You may want to asterisk your fighter bonus feats on your character sheet so you can easily determine which you can retrain later.

posted Jun 18, 2013

Which says that you treat effects as if the class was singular.

and here
faq wrote:


Sorcerer: Do the bonuses granted from Bloodline Arcana apply to all of the spells cast by the sorcerer, or just those cast from the sorcerer's spell list?
The Bloodline Arcana powers apply to all of the spells cast by characters of that bloodline, not just those cast using the sorcerer's spell slots.

General rule: If a class ability modifies your spellcasting, it applies to your spells from all classes, not just spells from the class that grants the ability. (The exception is if the class ability specifically says it only applies to spells from that class.)

posted October 2010

I don't know just pointing out the timing of the rulings.


JoeJ wrote:
BigDTBone wrote:
So it would be ok for a cleric/druid to use their druid slots to spontaneously cast cures?
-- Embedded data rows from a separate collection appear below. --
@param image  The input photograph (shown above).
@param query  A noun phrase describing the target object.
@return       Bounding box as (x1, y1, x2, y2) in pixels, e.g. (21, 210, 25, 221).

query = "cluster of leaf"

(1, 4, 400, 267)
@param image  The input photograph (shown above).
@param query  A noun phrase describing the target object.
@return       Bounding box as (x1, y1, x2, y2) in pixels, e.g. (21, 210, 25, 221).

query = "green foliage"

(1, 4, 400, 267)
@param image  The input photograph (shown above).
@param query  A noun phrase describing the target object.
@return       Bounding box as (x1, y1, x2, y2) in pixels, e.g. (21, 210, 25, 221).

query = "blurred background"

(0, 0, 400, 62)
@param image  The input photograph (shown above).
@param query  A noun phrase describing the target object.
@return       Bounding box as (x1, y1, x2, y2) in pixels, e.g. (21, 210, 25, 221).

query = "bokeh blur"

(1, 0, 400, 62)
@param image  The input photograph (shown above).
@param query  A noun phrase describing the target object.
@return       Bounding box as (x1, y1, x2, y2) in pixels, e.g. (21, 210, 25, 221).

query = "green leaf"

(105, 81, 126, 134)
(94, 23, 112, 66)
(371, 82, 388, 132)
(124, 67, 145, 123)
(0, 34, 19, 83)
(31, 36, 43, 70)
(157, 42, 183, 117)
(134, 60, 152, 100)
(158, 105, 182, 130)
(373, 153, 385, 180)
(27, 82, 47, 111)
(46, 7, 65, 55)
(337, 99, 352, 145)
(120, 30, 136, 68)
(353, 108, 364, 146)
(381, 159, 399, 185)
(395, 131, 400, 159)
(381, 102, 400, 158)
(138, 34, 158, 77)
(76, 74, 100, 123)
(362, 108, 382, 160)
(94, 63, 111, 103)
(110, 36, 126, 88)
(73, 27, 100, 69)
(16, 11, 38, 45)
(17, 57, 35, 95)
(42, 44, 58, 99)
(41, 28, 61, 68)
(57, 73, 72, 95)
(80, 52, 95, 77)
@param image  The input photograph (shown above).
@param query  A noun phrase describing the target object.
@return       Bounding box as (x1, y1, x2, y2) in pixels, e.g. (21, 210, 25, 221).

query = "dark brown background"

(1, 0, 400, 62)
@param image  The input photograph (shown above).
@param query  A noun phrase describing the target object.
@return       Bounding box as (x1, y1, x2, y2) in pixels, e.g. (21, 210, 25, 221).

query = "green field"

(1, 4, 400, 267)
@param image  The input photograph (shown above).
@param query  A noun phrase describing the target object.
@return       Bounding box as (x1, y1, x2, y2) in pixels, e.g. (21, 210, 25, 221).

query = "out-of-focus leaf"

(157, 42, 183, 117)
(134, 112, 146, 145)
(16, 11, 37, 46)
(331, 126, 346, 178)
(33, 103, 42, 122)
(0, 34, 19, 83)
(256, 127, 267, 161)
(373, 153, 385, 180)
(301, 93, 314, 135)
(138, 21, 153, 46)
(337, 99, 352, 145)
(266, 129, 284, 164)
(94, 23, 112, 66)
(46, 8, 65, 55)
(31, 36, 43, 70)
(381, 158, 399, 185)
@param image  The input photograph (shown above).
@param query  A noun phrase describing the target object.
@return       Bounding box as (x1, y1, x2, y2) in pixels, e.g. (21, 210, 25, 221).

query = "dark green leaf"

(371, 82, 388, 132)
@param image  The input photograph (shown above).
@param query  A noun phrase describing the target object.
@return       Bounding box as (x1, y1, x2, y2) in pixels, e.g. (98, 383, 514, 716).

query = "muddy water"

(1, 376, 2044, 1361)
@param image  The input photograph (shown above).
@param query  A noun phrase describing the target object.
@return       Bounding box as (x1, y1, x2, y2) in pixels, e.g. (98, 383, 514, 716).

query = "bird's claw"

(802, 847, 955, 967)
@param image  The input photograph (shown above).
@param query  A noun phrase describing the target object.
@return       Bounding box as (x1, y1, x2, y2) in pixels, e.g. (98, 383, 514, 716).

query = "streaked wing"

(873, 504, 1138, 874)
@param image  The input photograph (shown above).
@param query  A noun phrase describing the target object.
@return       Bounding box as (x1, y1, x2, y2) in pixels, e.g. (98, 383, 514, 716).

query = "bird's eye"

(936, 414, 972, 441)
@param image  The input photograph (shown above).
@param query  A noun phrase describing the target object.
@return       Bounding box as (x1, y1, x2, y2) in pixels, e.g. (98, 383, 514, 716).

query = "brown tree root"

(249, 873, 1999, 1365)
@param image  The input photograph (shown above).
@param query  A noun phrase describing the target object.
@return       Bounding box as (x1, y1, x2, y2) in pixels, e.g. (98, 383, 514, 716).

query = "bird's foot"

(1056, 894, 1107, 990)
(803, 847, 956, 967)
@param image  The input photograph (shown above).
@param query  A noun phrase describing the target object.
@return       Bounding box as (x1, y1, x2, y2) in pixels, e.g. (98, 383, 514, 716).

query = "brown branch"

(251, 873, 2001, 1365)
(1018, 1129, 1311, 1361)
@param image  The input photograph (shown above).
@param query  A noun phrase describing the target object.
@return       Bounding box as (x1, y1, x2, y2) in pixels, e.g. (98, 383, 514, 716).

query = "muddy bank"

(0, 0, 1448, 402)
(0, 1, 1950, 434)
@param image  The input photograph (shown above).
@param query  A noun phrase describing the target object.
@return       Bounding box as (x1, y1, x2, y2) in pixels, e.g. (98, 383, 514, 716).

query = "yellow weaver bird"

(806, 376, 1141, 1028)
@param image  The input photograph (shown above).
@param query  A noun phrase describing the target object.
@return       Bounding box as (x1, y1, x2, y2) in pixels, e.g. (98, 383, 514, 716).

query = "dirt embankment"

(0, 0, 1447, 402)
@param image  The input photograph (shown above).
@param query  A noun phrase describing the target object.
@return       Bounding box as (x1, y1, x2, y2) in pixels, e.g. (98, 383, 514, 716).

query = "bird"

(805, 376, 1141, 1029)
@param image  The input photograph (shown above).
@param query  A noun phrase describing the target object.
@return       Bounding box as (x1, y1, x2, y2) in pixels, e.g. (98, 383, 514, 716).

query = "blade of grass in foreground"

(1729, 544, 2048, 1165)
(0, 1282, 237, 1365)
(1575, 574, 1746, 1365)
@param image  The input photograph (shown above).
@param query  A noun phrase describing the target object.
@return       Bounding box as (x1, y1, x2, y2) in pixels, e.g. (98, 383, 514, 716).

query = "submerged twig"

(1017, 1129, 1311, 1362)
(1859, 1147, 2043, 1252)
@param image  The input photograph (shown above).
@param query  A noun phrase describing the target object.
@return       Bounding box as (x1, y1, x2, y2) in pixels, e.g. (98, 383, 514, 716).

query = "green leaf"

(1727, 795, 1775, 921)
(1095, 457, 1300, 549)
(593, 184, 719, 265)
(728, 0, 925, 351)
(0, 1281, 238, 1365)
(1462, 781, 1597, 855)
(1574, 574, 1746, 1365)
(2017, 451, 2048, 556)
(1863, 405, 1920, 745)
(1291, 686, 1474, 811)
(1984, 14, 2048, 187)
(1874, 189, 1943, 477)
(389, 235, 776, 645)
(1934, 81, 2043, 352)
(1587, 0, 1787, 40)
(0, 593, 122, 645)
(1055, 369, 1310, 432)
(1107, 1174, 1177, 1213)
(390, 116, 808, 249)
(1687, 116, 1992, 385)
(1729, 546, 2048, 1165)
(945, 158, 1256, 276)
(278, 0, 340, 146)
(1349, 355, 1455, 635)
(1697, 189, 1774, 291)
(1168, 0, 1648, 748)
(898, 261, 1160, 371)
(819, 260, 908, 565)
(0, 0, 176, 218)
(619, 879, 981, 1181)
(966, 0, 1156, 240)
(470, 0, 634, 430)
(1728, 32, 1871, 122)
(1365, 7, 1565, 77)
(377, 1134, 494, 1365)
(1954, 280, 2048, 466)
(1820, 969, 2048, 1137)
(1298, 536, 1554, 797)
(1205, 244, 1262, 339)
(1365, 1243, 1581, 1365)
Druid use the same casting stat and have cures on their list.

Are there gods that allow their clerics to also be druids? It seems to me that would be exactly like a cleric of one religion being multiclassed as a cleric of a different religion.

There is no restriction on this but whatever; can a druid/ranger spontaneously cast SNA from her prepared ranger slots?


U know im kinda torn between this.
the sorcerer bloodlines never state the sorcerer but say "you" whereas the clerics ability states the cleric, it actually mentions the class wheread the bloodlines dont state the class but state you.
so we got one way where because it states the cleric, the cleric is still the class the spell is based on because the cleric spellcasting is modified to use any prepared spells from the other classes. Its kinda like the bloodline abilities that state like the summoning monster gaining half sorcerer level in DR, it doesnt matter who cast the spell, but it is determined by the sorcerer and not the other class who cast the spell because it called it out. Im tqlking about the abyssal bloodline arcana. It states YOU cast but its based on half the sorcerer levels. So a waizard casts that spell, they gain the benefits ofbthe modification, buts not based on half the wizards level but the sorcerers level necause they called it out.

And since it says in the cleric ability and calls out the cleric is casting, its still based on the clerics level.


LoneKnave wrote:

That makes no sense.

There are nature gods that both clerics and druids can revere.

There is also a god of magic who cosniders any magic people cast as worship. He'd be totally fly with a cleric/wizard casting spontaneous heal.

So hey, how about we don't bring fluff into a rules discussion?

I don't know what "fluff" is. I was just asking a question because, reading the description in the CRB, it doesn't sound to me like druids and clerics would be powered by the same deity.